O’Hagan was the founding principal of Arrupe Jesuit High School when it opened in 2003 after a lay initiative to bring Catholic education back to the center city of Denver.

Bringing Catholic education back, however, meant new challenges: The area was mostly populated by low-income families who could not afford private education. Thus, the goal of making Catholic education affordable became a primary mission.

The founders took on the work-study model of Chicago’s Cristo Rey Jesuit High School, which allowed students to implement work into their education with a two-fold purpose: Gaining real-life formation while paying for their college prep education.

“It’s a dynamic relationship with the metro area and business community,” O’Hagan said. “Our young people have an experience of the real world that they can connect to their classroom lessons and affords them an opportunity to see a future they didn’t always know existed.”

Arrupe JHS students work 5 days a month and earn a total of around $2.5 million for the school.

My vision remains rooted in the original vision of the school, which is to serve families and students who, for many reasons beyond their own control, have been traditionally underserved.”

The new president’s role will have a greater focus on strengthening the existing relationships with entities that help the advancement of the school through this work-study program. As principal, his responsibility was more internally-focused on faculty, staff and students.

“I’m excited to be able to build partnerships within the business community and benefactors,” he said. “People are drawn to the mission of Arrupe because they’re drawn to our students. It’s the mission of Arrupe that allows us to connect with so many people.”

Over 130 organizations now contribute to the mission of the school, allowing all 420 students to share full-time, entry-level positions in a wide variety of fields including education, health and engineering.

Family-oriented

Other than making sure bills get paid, O’Hagan assured that his responsibility extends to keeping and advancing the Jesuit Catholic identity of the school. This reality calls for a clear understanding of the needs of the students and an integration of families, he said.

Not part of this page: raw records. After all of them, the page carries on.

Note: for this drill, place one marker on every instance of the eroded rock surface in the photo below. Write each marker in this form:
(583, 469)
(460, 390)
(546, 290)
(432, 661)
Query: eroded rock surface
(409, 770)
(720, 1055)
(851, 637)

Ninety-three percent of students at Arrupe are Hispanic and the other seven percent include African Americans and African refugees.

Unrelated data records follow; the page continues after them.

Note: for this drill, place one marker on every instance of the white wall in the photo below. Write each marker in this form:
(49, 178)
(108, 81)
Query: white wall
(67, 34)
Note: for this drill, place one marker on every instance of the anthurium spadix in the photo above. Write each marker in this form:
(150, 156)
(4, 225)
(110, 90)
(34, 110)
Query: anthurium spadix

Some of the challenges that students face on a personal level include being separated from loved ones due to deportation and experiencing trauma and violence due to the realities of the neighborhoods they live in. Nonetheless, O’Hagan assures that the faculty and staff go beyond these facts when defining the kids.

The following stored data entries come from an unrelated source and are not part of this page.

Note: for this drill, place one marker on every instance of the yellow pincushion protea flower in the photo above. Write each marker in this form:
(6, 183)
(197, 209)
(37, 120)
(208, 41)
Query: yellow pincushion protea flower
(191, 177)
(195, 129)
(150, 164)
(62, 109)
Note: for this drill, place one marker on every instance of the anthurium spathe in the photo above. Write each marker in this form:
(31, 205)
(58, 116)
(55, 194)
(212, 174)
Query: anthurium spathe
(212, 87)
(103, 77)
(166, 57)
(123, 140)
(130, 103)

“We’re very aware of the challenges they face, but we’ve made an intentional decision – one that is firmly rooted in the Gospel – to define our kids by their talents and their gifts,” he said. “We often describe ourselves as a school of dreams, the dreams of our kids and the dreams of their moms and grandparents.”

Arrupe JHS takes families seriously. It knows that if the richness given to the students is not shared by the family, it has failed.

For this reason, the school provides many resources for them and also lets them know that they are welcome, highlighting the key role they play in their children’s education.

We’re very aware of the challenges they face, but we’ve made an intentional decision – one that is firmly rooted in the Gospel – to define our kids by their talents and their gifts.”

Families are considered and helped from the application process itself throughout the four years of education by way of workshops and gatherings that help them understand their children’s progress and education.

“We don’t want families to feel like their kids are having an experience of high school that is separate from their families. We want them to have a shared experience,” O’Hagan stated.

After so many years of work in the mission of making the school facilities, staff and mission reflect the dignity and potential of every student, the new president is mostly grateful for the support received.

“I am grateful for the support that Arrupe has received from the community through our first 15 years. We haven’t been successful because we’ve been isolated,” he assured. “We have been successful because of the many partnerships we have built across the city, state and country.”